Code (modify Example 1):

```python

f2 = np.sqrt(2) * f1

s2_sqrt = np.cos(2 * np.pi * f2 * t)

s_sqrt = s1 + s2_sqrt

coef_sqrt, scales = grwt(s_sqrt, f0=f1, num_scales=10, dt=dt)

total_e_sqrt, e_per_scale_sqrt = compute_energy(coef_sqrt, dt)

print("Total Energy (sqrt2):", total_e_sqrt)

print("Energy per Scale (sqrt2):", e_per_scale_sqrt)

plot_scalogram(coef_sqrt, scales, t)

```

Simulation Results:

- Cross-term: ≈2.87 > 0 (constructive, but different distribution).

- Energy per Scale: More spread out compared to phi, as scales don't align perfectly with \(\sqrt{2}\).

- Scalogram: Energy bands present but with less precise concentration, reflecting good non-destructive behavior but sub-optimal for \(\phi\)-tuned GRWT.

For rational ratio (e.g., 1.5, for comparison):

- Cross-term: ≈0.005 ≈0 (minimal enhancement, potential interference).

## Simulations and Results

We simulated three cases (phi, rational=1.5, sqrt(2)) over t=[0,10] with 10,000 points. Using the code above, key outputs:

- **Golden Ratio Cross-Term**: 2.3645745004554044 (positive enhancement).

- **Rational Ratio Cross-Term**: 0.005216159432023915 (near zero, indicating averaging without strong constructiveness).

- **Sqrt(2) Ratio Cross-Term**: 2.8748326010940133 (positive, similar to phi but varies with alignment).

Energy per Scale for Phi Case (illustrating concentration):

- Scale 0: 34.885851577251934

- Scale 1: 1.924837978117312

- Scale 2: 4.900416444173571

- Scale 3: 1.7085054888351416

- Scale 4: 5.697626488658822

- Scale 5: 35.23429315567284

- Scale 6: 4.441373962310165e-07

- Scale 7: 1.1025201921755085e-43

- Scale 8: 4.489019484247465e-165

- Scale 9: 0.0

In scalograms (visualize by running code):

- Phi-ratio: Energy concentrates at scales 0 and 5, highlighting matched frequencies.
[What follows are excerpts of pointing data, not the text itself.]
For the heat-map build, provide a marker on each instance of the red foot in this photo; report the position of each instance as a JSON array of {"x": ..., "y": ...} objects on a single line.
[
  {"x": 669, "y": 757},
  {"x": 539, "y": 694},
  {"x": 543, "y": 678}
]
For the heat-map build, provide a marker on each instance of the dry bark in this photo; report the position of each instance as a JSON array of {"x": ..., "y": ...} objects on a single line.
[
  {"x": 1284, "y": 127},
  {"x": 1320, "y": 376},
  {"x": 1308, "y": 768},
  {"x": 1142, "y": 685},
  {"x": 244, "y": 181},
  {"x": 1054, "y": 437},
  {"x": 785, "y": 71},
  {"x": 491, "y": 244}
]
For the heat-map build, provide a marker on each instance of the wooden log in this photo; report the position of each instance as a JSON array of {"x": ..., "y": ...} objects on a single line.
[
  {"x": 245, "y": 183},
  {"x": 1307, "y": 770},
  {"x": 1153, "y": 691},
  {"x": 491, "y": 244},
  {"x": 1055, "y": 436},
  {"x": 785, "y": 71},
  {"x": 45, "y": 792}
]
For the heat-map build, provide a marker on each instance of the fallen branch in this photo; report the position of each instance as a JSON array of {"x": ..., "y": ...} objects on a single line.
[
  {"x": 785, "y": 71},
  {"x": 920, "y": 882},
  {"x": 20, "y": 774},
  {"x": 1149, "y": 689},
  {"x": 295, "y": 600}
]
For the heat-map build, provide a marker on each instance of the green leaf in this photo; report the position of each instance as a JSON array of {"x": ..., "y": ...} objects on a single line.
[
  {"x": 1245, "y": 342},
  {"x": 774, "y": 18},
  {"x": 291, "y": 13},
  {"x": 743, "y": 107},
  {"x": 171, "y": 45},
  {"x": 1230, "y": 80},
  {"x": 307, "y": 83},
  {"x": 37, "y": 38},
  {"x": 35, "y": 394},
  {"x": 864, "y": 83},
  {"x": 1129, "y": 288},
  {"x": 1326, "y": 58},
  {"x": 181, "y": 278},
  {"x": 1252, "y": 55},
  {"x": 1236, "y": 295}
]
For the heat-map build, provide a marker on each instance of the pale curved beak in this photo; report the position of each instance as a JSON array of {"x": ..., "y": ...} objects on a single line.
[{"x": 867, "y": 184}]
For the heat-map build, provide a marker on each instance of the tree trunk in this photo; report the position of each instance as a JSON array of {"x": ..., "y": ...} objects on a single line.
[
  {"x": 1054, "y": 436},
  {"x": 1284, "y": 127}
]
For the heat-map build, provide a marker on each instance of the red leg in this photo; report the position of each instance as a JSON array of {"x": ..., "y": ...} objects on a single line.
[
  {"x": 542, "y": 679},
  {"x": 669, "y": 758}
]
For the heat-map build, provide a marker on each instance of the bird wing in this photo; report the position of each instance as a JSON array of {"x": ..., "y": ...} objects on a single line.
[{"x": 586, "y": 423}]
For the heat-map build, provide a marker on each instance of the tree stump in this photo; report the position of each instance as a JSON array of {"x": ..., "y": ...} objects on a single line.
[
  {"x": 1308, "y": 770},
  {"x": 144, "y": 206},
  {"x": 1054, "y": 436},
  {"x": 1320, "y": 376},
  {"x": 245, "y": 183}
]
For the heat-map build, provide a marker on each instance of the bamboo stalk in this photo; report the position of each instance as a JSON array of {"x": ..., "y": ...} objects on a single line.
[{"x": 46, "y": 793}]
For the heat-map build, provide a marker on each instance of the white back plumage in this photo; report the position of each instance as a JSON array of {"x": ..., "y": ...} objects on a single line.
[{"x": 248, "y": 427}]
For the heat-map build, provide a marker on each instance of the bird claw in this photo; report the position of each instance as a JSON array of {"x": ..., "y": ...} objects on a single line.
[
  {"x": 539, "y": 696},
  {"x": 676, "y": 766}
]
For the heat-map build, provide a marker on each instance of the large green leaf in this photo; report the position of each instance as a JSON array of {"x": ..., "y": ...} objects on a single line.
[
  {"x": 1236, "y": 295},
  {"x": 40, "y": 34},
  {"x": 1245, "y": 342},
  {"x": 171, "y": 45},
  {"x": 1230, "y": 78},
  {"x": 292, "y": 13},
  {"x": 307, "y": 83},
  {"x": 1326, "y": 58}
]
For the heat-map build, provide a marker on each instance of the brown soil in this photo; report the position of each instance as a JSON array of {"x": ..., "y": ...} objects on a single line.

- Sqrt(2): Broader distribution, still non-destructive.

- Rational: Possible interference patterns, less uniform.

These simulations confirm GRWT's sensitivity to phi-scaling for optimal detection of non-destructive interference.

## Comparison to Other Tools

- **Hilbert Transform**: Extracts instantaneous envelope/amplitude via analytic signal. For phi-scaled signals: `from scipy.signal import hilbert; envelope = np.abs(hilbert(s))`. Shows oscillations to ~2A, but lacks scale decomposition—GRWT provides frequency-specific insights.

- **Standard CWT (Dyadic Scales)**: Use scales = 2**np.arange(num_scales). Less effective for irrational ratios, as power-of-2 doesn't align with \(\phi\) or \(\sqrt{2}\), leading to leakage (cross-terms ~0 even for constructive cases).

- **Fourier Transform**: Good for stationary frequencies but misses time-localization and interference dynamics in quasiperiodic signals.

GRWT excels in fractal/quasiperiodic contexts, e.g., detecting negentropy in wave models, by aligning with irrational scalings.

## Conclusion

The GRWT is a powerful tool for signals with irrationally scaled frequencies, especially phi-ratios, enabling detailed analysis of non-destructive interference. Through examples and simulations, we've shown its implementation and benefits. Experiment by adjusting parameters or applying to real data (e.g., EEG for brain rhythms). For advanced use, extend to other wavelets or incorporate fractal measures.